Das eine Analogie bejahende Sächsische LSG (aaO) hat keine derartige Regelungslücke benannt, sondern gemeint, der Zweck der Säumniszuschläge, die durch den Zahlungsverzug entstehenden Nachteile (Zinsverlust, Verwaltungsaufwand) auszugleichen, rechtfertige eine entsprechende Anwendung des § 43 Abs 1 GKG auf Säumniszuschläge. Dies mag de lege ferenda zutreffend sein, ersetzt aber nicht die für eine Analogie notwendige Regelungslücke im bestehenden Recht. Eine solche ist auch bei genauer Betrachtung des § 43 Abs 1 GKG nicht zu finden, weil die Regelung ebenso wie ihre Vorgängerin nicht unbedingt alle Nebenforderungen umfasst, sondern die oft zeitraubende Berechnung der Nebenforderungen ersparen oder zumindest reduzieren und eine Vereinheitlichung mit § 4 Zivilprozessordnung (ZPO) über die Wertberechnung zur Bestimmung der Zuständigkeit herbeiführen sollte (BT-Drucks 7/2016 S 73 zu Nr 20; vgl auch LSG Nordrhein-Westfalen aaO mwN). Nach der einschlägigen zivilprozessualen Rechtsprechung und Literatur ist die Aufzählung in § 4 Abs 1 Halbs 2 ZPO, der lautet: "Früchte, Nutzungen, Zinsen oder Kosten bleiben unberücksichtigt, wenn sie als Nebenforderungen geltend gemacht werden.", abschließend (vgl nur Baumbach/Lauterbach/Albers/Hartmann, ZPO, 68. Aufl 2010, § 4 RdNr 12 ff; Herget in Zöller, ZPO, 28. Aufl 2010, § 4 RdNr 8 ff; jeweils mwN). Für die Aufzählung in § 43 Abs 1 GKG wird in der Literatur nichts anderes vertreten (Dörndorfer in Binz ua, GKG, 2. Aufl 2009, § 43 RdNr 3; Hartmann, Kostengesetze, 39. Aufl 2009, § 43 RdNr 3; Meyer, GKG, 10. Aufl 2008, § 43 RdNr 4).

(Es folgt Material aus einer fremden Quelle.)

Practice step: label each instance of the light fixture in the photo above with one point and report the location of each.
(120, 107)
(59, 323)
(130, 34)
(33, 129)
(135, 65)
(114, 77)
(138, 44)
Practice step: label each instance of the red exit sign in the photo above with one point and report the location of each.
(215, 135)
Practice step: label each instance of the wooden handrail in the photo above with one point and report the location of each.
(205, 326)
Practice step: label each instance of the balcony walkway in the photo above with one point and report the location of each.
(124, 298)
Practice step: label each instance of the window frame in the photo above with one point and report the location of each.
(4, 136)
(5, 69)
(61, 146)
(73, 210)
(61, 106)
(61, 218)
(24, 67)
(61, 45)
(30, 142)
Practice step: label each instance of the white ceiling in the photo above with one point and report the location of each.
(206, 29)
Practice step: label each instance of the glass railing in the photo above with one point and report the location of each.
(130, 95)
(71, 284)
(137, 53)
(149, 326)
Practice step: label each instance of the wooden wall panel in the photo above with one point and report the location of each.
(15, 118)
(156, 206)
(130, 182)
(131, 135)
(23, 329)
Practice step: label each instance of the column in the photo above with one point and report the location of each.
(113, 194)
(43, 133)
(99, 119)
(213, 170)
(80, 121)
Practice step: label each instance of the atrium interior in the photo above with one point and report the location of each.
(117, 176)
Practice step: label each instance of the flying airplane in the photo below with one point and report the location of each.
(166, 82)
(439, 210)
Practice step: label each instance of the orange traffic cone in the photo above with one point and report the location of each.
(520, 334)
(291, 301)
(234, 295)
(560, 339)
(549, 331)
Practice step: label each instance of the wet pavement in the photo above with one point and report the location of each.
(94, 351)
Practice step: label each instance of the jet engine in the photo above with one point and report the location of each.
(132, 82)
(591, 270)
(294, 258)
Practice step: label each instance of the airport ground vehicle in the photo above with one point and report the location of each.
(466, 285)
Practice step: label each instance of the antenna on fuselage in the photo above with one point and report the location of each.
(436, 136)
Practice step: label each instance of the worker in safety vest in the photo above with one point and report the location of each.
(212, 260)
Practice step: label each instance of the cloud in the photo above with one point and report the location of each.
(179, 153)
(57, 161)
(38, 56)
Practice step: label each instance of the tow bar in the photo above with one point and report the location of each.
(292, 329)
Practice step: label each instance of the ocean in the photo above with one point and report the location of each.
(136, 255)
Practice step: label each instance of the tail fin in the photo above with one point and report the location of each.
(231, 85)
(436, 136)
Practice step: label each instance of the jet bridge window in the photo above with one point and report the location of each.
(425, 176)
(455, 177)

Dieser Streitwert von 179.177,31 € war nicht nur für das Beschwerdeverfahren vor dem BSG, sondern auch für die Vorinstanzen festzusetzen. Nach § 63 Abs 3 Satz 1 GKG kann die Festsetzung, wenn das Verfahren wegen der Hauptsache in der Rechtsmittelinstanz schwebt, von dem Rechtsmittelgericht geändert werden. Diese Voraussetzungen sind aufgrund der Nichtzulassungsbeschwerde der Klägerin gegen das Urteil des LSG erfüllt.
Aus der Verwerfung der Beschwerde als unzulässig folgt nichts anderes (ebenso schon BGH vom 3.4.1951 - II ZR 31/51, NJW 1952, 66; Dörndorfer in Binz ua, GKG, aaO, § 63 RdNr 10). Der allgemeinen Aussage von Hartmann (Kostengesetze, aaO, § 63 GKG RdNr 49) - "eine Änderung durch das Rechtsmittelgericht ist nicht zulässig, soweit das Rechtsmittel unzulässig ist" - kann nicht gefolgt werden, weil für einen derart allgemeinen Ausschluss der gesetzlich vorgesehenen Änderungsbefugnis kein Ansatz im Gesetzestext zu finden ist, Hartmann selbst keine Begründung gibt und die angeführte Entscheidung (Oberlandesgericht München, JurBüro 1983, 890) eine unzulässige Streitwertbeschwerde nach § 68 GKG betraf - also ein völlig anderes Rechtsmittel verglichen mit einer Nichtzulassungsbeschwerde.